Thursday, September 10, 2009

Taking Sides.

"Take sides. Neutrality helps the oppressor, never the victim. Silence encourages the tormentor, never the tormented."
~Elie Weisel

The conversation of why I am a vegetarian always seems to come over dinner, naturally. And I generally say things like, "...well you're eating right now, so I won't go into it." I am that feel-good, don't-say-anything-that-makes-others-feel-uncomfortable kind of guy. But when focusing on that quote--reading and re-reading it--I am realizing that I am playing a part in the continued torture of animals. And if you eat meat, you are too.

The meat industry is among the grossest products of the human race. Ten billion animals are raised and killed every year in The United States alone; imagine the number when you include the rest of the world. These 10,000,000,000 animals spend their lives confined to concrete stalls and metal cages, terrified and suffering in disgustingly unnatural conditions. These animals live in fear and pain and you--yes, you reading this--are the cause of it. I am utterly sick of hearing people say, "No, don't tell me, I don't want to know." What willful ignorance! What a blatant grand admission that you like to live with shudders on your eyes! By your eating meat, you are keeping these animals in these putrid conditions. And by eating meat, you are keeping human beings to have to work in these same horrific conditions.

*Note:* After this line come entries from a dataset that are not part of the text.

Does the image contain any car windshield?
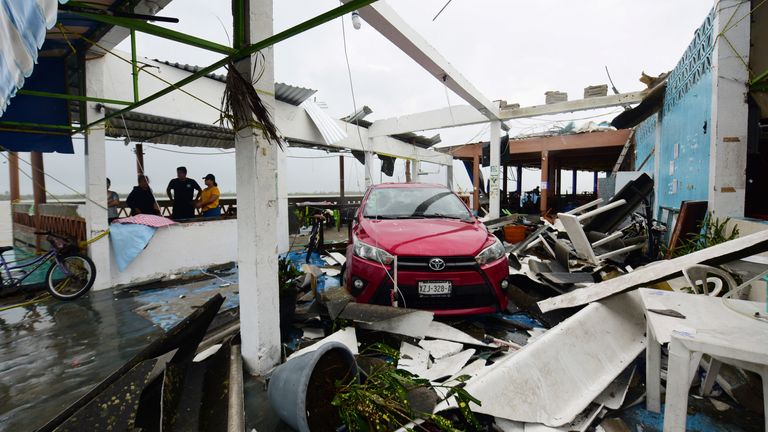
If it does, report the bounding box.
[363,187,472,221]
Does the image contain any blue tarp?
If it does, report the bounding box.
[0,56,74,153]
[0,0,67,115]
[109,223,157,271]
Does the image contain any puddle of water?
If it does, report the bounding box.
[0,291,162,431]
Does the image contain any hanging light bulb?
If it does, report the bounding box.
[352,11,363,30]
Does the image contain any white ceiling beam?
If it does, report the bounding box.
[501,90,648,120]
[99,51,452,166]
[368,90,648,137]
[341,0,499,121]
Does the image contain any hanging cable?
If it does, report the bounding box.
[340,17,367,151]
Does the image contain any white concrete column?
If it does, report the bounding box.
[365,152,373,189]
[488,120,501,219]
[651,113,662,219]
[235,0,280,374]
[85,59,114,290]
[277,143,291,254]
[708,0,751,218]
[411,159,421,183]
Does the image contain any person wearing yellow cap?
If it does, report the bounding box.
[195,174,221,217]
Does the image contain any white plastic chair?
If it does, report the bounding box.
[683,264,738,297]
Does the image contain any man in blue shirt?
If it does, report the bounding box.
[165,167,203,220]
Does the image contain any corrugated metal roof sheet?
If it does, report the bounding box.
[154,59,317,106]
[105,108,235,148]
[301,100,347,144]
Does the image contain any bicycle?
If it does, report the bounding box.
[0,231,96,300]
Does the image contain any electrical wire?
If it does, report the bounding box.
[340,13,367,155]
[0,292,51,312]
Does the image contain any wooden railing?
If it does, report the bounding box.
[13,212,85,245]
[117,198,237,222]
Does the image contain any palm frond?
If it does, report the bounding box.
[219,57,283,148]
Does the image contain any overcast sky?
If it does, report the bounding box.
[0,0,713,196]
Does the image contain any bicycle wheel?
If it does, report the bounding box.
[45,254,96,300]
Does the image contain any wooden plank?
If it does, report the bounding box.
[666,201,709,258]
[538,230,768,313]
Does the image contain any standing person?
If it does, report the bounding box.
[195,174,221,217]
[125,175,160,216]
[165,167,202,220]
[107,177,120,223]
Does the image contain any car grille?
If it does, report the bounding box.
[397,256,477,273]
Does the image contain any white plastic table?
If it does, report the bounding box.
[639,288,768,432]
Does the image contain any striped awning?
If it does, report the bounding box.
[0,0,68,116]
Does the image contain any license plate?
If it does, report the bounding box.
[419,281,453,297]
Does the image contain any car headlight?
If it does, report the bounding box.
[475,237,507,265]
[353,237,395,265]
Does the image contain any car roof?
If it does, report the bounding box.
[371,183,448,189]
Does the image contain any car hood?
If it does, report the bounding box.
[357,219,488,256]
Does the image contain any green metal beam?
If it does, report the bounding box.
[78,0,376,132]
[131,29,139,103]
[749,70,768,86]
[16,89,133,105]
[69,11,235,54]
[0,121,77,132]
[232,0,245,49]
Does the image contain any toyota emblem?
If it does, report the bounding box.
[429,258,445,271]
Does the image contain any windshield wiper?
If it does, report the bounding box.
[414,213,472,222]
[365,215,424,220]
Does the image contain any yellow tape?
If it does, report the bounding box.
[80,229,109,248]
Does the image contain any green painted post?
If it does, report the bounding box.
[77,0,376,132]
[131,29,139,103]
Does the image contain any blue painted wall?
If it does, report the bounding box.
[635,9,715,217]
[656,69,712,208]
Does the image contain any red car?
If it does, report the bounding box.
[344,183,509,316]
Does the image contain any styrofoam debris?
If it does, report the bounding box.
[424,321,488,346]
[397,342,429,376]
[595,366,635,410]
[420,349,475,381]
[494,417,525,432]
[301,327,325,339]
[192,344,221,363]
[419,340,464,360]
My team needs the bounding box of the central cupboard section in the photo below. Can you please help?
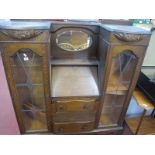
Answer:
[50,26,100,133]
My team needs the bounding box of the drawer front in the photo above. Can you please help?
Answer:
[53,122,94,134]
[54,99,96,112]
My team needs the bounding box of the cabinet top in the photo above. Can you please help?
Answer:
[101,24,151,34]
[0,21,51,30]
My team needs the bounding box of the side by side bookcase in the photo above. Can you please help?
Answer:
[0,21,150,134]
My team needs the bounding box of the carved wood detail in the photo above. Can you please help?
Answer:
[114,32,143,42]
[0,30,43,40]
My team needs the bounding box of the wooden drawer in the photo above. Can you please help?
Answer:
[54,98,97,112]
[53,112,95,134]
[53,122,94,134]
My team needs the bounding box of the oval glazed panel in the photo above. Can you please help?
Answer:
[56,30,92,52]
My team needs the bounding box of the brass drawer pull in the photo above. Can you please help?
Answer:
[81,124,88,130]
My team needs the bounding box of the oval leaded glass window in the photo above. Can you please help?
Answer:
[56,30,92,52]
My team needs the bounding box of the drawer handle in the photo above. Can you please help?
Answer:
[81,124,88,130]
[59,128,64,133]
[83,105,90,109]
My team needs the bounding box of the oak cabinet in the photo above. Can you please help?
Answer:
[0,22,150,134]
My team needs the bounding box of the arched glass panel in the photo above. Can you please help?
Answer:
[10,49,47,132]
[100,50,138,126]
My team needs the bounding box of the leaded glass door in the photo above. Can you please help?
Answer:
[4,44,48,133]
[99,50,138,127]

Chicks have their beaks burned off in order for you to have chicken fingers. Cattle and pigs are castrated at birth to make you enjoy the taste more. Cattle are dehorned and branded--of course without any painkillers. Cows spend the majority of their life standing in their own shit. Veal calves and mother pigs spend their entire life in lonely isolation, never seeing the light of day. Millions upons millions of animals are skinned and dismembered while still alive--and no one gives a shit because it all happens behind the scenes. That's the tawdry beauty of capitalism in a huge country like the US: you can reap the benefits and sweap the massive consequences under the radar.

I was a vegetarian for five consecutive years, and then I went on a mission trip where I was forced to eat meat. For three months we stayed in host families' homes, and in order for me to be on this trip I was told I had to eat meat. It would be 'rude' to not eat a meal prepared by our hosts. So I gave it up, and it was one of the worst decisions I have made in my life. It took me another five years to wake up and realize what I was doing--that my fork was a choice, and I was choosing to torture animals. I was choosing to keep humans in filthy work conditions.

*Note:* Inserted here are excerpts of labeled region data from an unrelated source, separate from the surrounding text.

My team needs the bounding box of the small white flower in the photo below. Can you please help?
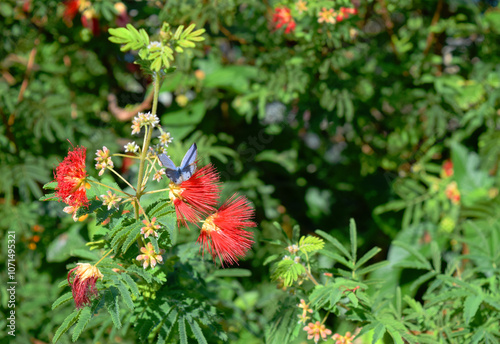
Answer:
[123,142,139,153]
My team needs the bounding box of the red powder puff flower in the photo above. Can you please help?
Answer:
[273,7,295,33]
[68,263,104,308]
[54,147,90,209]
[169,164,220,227]
[337,7,358,22]
[303,321,332,343]
[197,195,257,266]
[441,159,453,177]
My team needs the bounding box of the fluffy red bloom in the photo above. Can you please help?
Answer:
[273,7,295,33]
[169,164,220,226]
[197,195,257,266]
[63,0,80,24]
[54,147,90,208]
[442,160,453,177]
[68,263,103,308]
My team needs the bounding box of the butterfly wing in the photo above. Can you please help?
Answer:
[179,143,198,181]
[158,153,182,184]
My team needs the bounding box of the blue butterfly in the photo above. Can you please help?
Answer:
[158,143,198,185]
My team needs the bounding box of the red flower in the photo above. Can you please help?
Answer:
[273,7,295,33]
[442,160,453,177]
[68,263,104,308]
[54,147,90,208]
[63,0,80,26]
[169,164,220,227]
[197,195,257,266]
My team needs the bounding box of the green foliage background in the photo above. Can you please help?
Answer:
[0,0,500,343]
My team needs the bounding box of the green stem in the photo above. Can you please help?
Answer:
[134,73,160,220]
[143,188,170,195]
[87,179,133,197]
[94,249,113,266]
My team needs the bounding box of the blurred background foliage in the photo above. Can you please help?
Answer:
[0,0,500,343]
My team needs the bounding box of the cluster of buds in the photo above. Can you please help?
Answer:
[132,112,160,135]
[318,7,358,24]
[94,146,113,176]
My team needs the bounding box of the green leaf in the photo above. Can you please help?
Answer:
[187,318,208,344]
[431,241,441,272]
[52,309,82,344]
[354,247,382,269]
[299,235,325,253]
[104,287,122,328]
[179,316,188,344]
[372,322,386,344]
[316,229,352,259]
[71,307,92,342]
[392,240,432,270]
[52,291,73,310]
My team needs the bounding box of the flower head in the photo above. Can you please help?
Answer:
[169,165,220,226]
[101,190,122,210]
[141,217,160,238]
[94,146,114,176]
[68,263,104,308]
[136,242,165,269]
[158,131,173,146]
[63,205,89,222]
[148,41,161,50]
[286,244,299,254]
[318,7,337,24]
[153,168,165,182]
[304,321,332,343]
[336,7,358,22]
[297,299,313,314]
[131,117,141,135]
[273,7,296,33]
[197,195,257,266]
[297,313,311,325]
[123,142,139,153]
[295,0,308,14]
[332,332,354,344]
[54,147,90,208]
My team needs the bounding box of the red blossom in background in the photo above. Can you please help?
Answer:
[197,195,257,266]
[337,7,358,22]
[273,7,295,33]
[169,164,220,227]
[445,181,460,204]
[442,159,453,177]
[68,263,103,308]
[54,147,90,209]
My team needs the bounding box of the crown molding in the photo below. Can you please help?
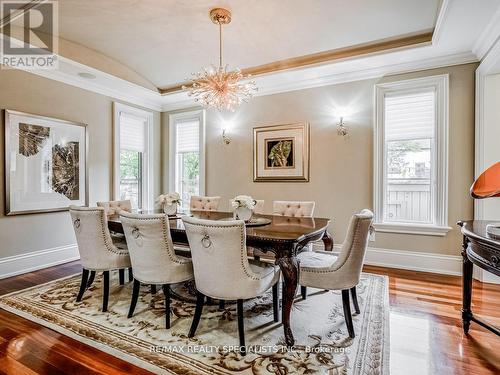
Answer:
[162,52,478,111]
[159,30,433,95]
[472,2,500,60]
[432,0,451,45]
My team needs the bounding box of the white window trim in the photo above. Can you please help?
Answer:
[113,102,154,210]
[168,109,206,195]
[373,74,452,236]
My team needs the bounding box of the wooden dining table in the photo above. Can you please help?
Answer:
[108,211,333,346]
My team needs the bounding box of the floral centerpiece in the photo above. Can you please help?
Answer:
[231,195,257,221]
[156,193,181,216]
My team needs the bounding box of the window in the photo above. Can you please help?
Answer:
[169,111,205,209]
[374,75,451,235]
[114,103,153,209]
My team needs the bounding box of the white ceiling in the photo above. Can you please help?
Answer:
[4,0,500,111]
[59,0,440,87]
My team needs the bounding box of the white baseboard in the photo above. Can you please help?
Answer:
[0,244,80,279]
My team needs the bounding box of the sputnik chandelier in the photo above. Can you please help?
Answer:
[182,8,257,111]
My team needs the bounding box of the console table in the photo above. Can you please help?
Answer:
[457,220,500,336]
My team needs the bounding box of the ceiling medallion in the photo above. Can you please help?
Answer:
[182,8,257,111]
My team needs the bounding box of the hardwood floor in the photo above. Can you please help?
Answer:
[0,262,500,375]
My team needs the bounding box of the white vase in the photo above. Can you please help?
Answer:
[163,203,177,216]
[234,207,253,221]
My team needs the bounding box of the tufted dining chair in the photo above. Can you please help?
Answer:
[97,199,132,216]
[69,206,130,311]
[189,195,220,211]
[120,211,193,329]
[182,216,280,354]
[97,199,132,262]
[297,209,373,338]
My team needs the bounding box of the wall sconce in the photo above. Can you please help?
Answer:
[222,129,231,145]
[337,116,349,138]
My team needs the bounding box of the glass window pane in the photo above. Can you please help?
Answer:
[120,150,142,208]
[384,139,433,224]
[176,152,200,208]
[175,119,200,209]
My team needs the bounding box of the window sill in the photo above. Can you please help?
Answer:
[373,223,452,237]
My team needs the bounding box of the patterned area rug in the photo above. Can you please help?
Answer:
[0,274,389,375]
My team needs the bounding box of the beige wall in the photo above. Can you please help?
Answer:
[0,70,161,258]
[481,74,500,220]
[163,64,477,255]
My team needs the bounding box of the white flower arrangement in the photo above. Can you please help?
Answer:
[156,193,181,206]
[231,195,257,210]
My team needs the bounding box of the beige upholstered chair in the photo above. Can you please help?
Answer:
[273,201,315,217]
[120,211,193,329]
[182,217,280,354]
[189,195,220,211]
[69,206,130,311]
[298,210,373,338]
[97,200,132,216]
[229,199,264,214]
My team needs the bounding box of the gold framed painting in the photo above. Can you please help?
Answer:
[253,123,309,182]
[5,110,89,215]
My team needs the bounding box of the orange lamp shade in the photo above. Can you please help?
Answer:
[470,162,500,199]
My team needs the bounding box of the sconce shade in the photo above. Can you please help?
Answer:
[470,162,500,199]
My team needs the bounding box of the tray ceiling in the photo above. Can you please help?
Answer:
[59,0,441,88]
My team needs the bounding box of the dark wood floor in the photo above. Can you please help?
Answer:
[0,262,500,375]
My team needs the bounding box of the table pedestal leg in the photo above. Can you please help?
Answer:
[462,237,473,334]
[322,230,333,251]
[276,256,299,346]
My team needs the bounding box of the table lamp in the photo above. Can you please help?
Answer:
[470,162,500,239]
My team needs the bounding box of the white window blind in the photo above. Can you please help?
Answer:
[384,91,436,141]
[176,120,200,153]
[373,75,451,236]
[120,112,146,152]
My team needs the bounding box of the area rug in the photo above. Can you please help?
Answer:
[0,273,389,375]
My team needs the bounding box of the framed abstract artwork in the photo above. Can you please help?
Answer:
[253,123,309,182]
[5,110,88,215]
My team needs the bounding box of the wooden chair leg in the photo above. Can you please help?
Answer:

It's been nearly a year since returning to being a vegetarian, and I no longer will play the role of neutrality. My beef (ha!) with the meat industry is not the killing and eating of animals. That is a very natural part of the circle of life. My problem with the industry is the methods and procedures that I have already mentioned--confining animals to dark steel crates for their entire lives, stuffing thousands of chickens into a windowless chamber and coming in the middle of the night to kill them, etc. As part of the so-called "greatest nation on Earth", how do we get away with this? It goes back to Americans and their blatant desire to not know the truth. And I will no longer be a part of it. In the interest of comfort I will no longer aid my friends in the role they play in torturing animals and locking human beings into a miserable life.

The answer is not to simply stop eating meat (though that is the option I would say is best). The compromise is for people to start researching what they eat and where it comes from. There are local farms all over the country that treat their animals humanely, and I'll tell you what--the quality will always be better. The purpose of factory farms is to produce the most meat using the leat amount of space/money. Because of these shortcuts, the animals suffer--and so does the quality. However, you as the consumer have the ability to vote with every food purchase you make. I encourage you to carefully consider where your food comes from, and if possible, find a local farmer that treats animals humanely.

Putting the shudders back over your eyes, however, is not an option. That is unless you like blending in with the crowd of ignorant Americans.